Processen en threads in besturingssystemen (OS) zijn altijd een van mijn favoriete onderwerpen in de informatica geweest. Ze stellen je in staat om op een veel diepere manier te begrijpen hoe het OS programma’s beheert tijdens hun verschillende stadia van uitvoering, hoe het problemen met het geheugen aanpakt en hoe het zorgt voor geïsoleerde beveiliging tot in de kernel. Het is gewoon verdomd interessant!
Het basisidee
Een proces is eenvoudigweg een programma in uitvoering. Aan een programma is slechts één proces gekoppeld. In zeer zeldzame gevallen is dit niet altijd het geval (Google Chrome als voorbeeld), maar in de meeste gevallen is dit wel het geval.

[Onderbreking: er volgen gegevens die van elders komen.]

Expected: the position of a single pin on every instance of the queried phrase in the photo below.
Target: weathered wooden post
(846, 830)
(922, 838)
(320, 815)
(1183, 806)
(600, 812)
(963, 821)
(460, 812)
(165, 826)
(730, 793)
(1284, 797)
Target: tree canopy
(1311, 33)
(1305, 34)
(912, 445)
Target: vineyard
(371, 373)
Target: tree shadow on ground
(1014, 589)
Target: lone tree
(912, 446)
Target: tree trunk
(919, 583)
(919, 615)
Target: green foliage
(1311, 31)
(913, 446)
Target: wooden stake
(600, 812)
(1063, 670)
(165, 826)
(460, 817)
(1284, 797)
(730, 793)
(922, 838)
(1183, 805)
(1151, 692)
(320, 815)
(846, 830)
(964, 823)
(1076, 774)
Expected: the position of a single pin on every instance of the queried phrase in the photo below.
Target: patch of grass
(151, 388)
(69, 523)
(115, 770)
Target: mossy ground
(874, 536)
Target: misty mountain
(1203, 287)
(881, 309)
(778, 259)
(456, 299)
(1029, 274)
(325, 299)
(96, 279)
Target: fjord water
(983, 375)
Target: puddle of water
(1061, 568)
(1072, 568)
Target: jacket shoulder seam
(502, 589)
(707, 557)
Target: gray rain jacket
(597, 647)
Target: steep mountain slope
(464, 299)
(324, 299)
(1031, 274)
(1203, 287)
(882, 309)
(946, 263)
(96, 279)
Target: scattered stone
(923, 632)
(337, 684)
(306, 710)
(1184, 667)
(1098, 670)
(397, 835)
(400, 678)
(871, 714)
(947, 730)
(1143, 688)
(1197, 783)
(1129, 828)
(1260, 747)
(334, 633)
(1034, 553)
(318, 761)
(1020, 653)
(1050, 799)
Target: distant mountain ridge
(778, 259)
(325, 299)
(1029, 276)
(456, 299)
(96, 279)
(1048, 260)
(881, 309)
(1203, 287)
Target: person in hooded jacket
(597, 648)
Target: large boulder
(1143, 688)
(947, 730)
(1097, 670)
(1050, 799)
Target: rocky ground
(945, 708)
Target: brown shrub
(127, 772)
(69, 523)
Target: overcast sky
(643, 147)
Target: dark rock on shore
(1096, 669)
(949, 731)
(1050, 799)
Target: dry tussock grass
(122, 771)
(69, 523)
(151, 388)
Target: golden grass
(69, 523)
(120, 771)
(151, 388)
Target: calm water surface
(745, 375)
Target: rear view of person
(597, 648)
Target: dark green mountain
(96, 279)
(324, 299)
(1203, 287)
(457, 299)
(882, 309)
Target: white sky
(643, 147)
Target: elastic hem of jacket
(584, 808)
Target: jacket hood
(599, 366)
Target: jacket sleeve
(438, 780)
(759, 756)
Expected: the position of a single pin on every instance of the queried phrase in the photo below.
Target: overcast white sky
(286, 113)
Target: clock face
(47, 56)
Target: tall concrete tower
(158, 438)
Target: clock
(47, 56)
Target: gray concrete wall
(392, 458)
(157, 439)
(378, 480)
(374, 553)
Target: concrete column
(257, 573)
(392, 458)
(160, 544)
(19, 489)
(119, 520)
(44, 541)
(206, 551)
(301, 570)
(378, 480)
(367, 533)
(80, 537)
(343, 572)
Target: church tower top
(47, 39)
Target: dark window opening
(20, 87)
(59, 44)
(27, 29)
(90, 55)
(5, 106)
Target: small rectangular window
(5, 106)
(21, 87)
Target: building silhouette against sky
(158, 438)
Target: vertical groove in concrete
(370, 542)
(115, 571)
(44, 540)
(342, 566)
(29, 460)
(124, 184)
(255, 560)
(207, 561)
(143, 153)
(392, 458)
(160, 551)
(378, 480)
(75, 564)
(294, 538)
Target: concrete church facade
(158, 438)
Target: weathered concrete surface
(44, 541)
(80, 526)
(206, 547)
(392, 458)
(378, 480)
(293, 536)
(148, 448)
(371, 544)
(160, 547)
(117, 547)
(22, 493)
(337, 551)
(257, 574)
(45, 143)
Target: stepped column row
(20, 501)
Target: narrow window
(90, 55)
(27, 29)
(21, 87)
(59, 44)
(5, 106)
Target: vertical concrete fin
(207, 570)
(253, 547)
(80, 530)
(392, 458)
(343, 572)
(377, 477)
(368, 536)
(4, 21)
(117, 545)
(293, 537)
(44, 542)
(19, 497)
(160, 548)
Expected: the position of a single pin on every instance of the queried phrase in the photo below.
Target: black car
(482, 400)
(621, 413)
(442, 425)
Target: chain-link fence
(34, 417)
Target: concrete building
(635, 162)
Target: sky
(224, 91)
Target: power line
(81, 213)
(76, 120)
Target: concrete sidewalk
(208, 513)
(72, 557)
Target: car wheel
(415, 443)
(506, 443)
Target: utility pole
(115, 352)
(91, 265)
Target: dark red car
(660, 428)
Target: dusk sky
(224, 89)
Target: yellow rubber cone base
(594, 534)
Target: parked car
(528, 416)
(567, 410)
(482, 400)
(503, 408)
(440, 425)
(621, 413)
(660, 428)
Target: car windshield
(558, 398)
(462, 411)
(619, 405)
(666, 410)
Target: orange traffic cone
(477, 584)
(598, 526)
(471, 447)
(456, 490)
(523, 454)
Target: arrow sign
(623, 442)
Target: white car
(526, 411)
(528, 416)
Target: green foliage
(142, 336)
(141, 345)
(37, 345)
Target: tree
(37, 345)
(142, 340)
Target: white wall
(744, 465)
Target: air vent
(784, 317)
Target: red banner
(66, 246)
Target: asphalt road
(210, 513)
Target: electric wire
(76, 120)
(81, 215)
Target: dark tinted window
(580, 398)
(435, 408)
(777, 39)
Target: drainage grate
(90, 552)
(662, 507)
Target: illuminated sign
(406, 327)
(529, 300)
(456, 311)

Elk proces heeft verschillende onderdelen die het in staat stellen de beoogde taken uit te voeren. Met name de stack en heap worden gebruikt voor respectievelijk lokale variabelen en dynamische geheugentoewijzing.
Er zijn meer componenten, maar het volstaat te zeggen dat elk proces deze componenten nodig heeft om als programma te kunnen draaien.
Processen in het systeem in de gaten houden
Op elk willekeurig moment kunnen er een paar honderd of minder processen actief zijn. Soms is het handig om gedetailleerde informatie over hen te zien, vooral als uw computer traag werkt: omdat bepaalde processen het geheugen of de CPU van de computer in beslag kunnen nemen. In staat zijn om ze te lokaliseren en vervolgens te vernietigen is inderdaad erg handig en kan vrij gemakkelijk worden bereikt.
Als u Windows draait, kunt u het Taakbeheer openen en op het tabblad Processen klikken om deze informatie te zien. Als u Linux of een op Unix gebaseerde machine draait, kunt u een aantal verschillende opdrachten uitvoeren:
ps aux // this will display a list of processestop // detailed information about all processes, threads, memory hoggers and network packets
Hoe beheert het besturingssysteem processen
Een proces kan zich op elk moment in een bepaalde toestand bevinden. Het kan net zijn aangemaakt, wachten op uitvoering, wachten op toegang tot een I/O-apparaat, onderbroken zijn door een ander proces, enz. Om maximale productiviteit te garanderen, moet het besturingssysteem de toestand van al deze processen begrijpen en in staat zijn om op de juiste momenten op intelligente wijze nieuwe processen aan te maken, tussen processen te schakelen, ze te pauzeren, op te schorten, enzovoort.
Om dit effectief te kunnen doen, onderhoudt het besturingssysteem voor elk proces een zogeheten procescontroleblok. Het bevat nuttige informatie, zoals de huidige processtatus, de volgende uit te voeren instructie en de momenteel aan het proces toegewezen apparaten.
Hiermee kan het besturingssysteem verschillende processen effectief beheren, door de huidige status in het blok op te slaan, tussen de processen te schakelen en bepaalde processen later opnieuw te laden.
Hoe schakelt het besturingssysteem tussen verschillende processen
Contextschakelen heeft betrekking op de specifieke activiteit waarbij een besturingssysteem de toestand van een lopend proces opslaat en dit onderbreekt om een ander proces uit te voeren. Dit moet zodanig gebeuren dat deze processen niet conflicteren en dat het opgeslagen proces later zonder problemen kan worden hervat. Dit garandeert een essentieel kenmerk van besturingssystemen: multitasking. Het diagram laat zien hoe de PCB wordt gebruikt om de toestand van het proces op te slaan, een ander proces te starten, en dan later het oorspronkelijke proces opnieuw te laden en voort te zetten.